The format for e-mail addresses is specified in a number of RFCs; it's a pet peeve of mine when people "validate" away perfectly valid addresses, for instance: websites that think all domains end in .com, .net, .edu, or .org; and agents that refuse to transfer mail with a + in the local-part. To that end, I wrote my own regular expression that (I believe) follows the specification, which I'll share below.
First, I'd like to share some code that Igor found, which he considers a masterpiece.
if(document.forms[0].c_email.value) { var add = document.forms[0].c_email.value; var ampisthere = false; var spacesthere = false; var textbeforeamp = false; var textafteramp = false; var dotafteramp = false; var othererror = false; for(var i = 0; i < add.length; ++i) { if(add.charAt(i) == '@') { if(ampisthere) othererror = true; ampisthere = true; } else if(!ampisthere) textbeforeamp = true; else if(add.charAt(i) == '.') dotafteramp = true; else textafteramp = true; if(add.charAt(i) == ' ' || add.charAt(i) == ',') spacesthere = true; } if(spacesthere || !ampisthere || !textafteramp || !textbeforeamp || !dotafteramp || othererror) { error += "\tEmail addresses must be valid working"; error += " addresses with no commas or spaces\n"; } }
Obviously, it's JavaScript. Unfortunately, there was no equivalent check being done server-side.

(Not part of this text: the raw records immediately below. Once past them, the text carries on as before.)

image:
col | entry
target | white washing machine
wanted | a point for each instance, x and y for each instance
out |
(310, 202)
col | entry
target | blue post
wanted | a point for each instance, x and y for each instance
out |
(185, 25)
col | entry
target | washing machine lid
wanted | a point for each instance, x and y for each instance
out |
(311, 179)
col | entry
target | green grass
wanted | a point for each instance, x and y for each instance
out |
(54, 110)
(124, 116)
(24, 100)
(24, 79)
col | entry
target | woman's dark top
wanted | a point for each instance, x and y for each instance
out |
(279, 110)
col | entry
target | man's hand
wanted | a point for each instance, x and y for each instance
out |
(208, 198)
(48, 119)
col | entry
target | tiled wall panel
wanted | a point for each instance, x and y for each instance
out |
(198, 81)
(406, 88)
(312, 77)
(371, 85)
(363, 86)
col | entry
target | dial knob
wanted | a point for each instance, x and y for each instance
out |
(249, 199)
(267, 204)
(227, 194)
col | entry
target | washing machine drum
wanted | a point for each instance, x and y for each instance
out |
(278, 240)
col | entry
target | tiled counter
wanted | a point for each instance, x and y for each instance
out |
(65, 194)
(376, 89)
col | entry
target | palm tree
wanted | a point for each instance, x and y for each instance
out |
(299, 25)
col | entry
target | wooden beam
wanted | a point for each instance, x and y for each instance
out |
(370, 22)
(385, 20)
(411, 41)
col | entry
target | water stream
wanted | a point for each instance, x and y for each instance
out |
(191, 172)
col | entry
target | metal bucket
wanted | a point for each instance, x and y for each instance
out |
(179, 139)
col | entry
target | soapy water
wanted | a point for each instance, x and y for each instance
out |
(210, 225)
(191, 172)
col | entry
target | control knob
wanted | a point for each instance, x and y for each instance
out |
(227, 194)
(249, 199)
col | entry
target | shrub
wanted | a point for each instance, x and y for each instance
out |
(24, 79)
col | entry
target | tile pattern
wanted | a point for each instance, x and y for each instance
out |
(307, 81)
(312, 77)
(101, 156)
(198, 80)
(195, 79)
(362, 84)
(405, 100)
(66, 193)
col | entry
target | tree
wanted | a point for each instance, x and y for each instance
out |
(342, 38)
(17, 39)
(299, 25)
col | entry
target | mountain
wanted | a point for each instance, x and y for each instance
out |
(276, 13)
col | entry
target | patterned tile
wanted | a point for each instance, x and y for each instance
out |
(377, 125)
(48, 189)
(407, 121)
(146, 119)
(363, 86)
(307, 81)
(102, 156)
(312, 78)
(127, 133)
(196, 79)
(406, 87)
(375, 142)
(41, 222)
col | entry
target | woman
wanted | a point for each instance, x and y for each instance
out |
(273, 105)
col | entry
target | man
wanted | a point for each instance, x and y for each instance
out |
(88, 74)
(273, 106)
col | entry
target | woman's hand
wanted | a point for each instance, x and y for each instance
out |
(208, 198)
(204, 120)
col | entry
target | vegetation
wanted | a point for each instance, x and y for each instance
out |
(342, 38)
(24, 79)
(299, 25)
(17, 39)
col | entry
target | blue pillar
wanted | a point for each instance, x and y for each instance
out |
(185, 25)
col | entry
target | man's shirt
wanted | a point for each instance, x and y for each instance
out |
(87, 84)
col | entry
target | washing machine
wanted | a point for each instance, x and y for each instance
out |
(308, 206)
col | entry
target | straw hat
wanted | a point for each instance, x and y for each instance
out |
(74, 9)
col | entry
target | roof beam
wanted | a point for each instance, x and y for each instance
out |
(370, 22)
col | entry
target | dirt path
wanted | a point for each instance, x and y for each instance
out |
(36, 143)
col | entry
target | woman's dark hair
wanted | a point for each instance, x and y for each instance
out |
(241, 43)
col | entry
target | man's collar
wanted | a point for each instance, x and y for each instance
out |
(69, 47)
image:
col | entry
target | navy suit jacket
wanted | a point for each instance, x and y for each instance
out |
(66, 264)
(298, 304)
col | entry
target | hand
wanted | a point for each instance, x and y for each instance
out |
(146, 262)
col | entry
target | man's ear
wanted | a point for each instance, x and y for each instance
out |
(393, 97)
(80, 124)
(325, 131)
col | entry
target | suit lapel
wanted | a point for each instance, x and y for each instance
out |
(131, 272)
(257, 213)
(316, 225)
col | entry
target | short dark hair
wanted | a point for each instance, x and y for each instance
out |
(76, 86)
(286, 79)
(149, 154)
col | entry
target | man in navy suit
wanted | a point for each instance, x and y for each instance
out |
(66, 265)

And as I promised, here's my own RegExp for you to tear apart. (Yes, I know it doesn't handle a quoted local-part. No, I don't mind. Seriously, who does that?)
^[-!#$%&'*+/0-9=?A-Z^_a-z{|}~](\.?[-!#$%&'*+/0-9=?A-Z^_a-z{|}~])*
@[a-zA-Z](-?[a-zA-Z0-9])*(\.[a-zA-Z](-?[a-zA-Z0-9])*)+$
Update: Fixed HTML Encoding problem on RegEx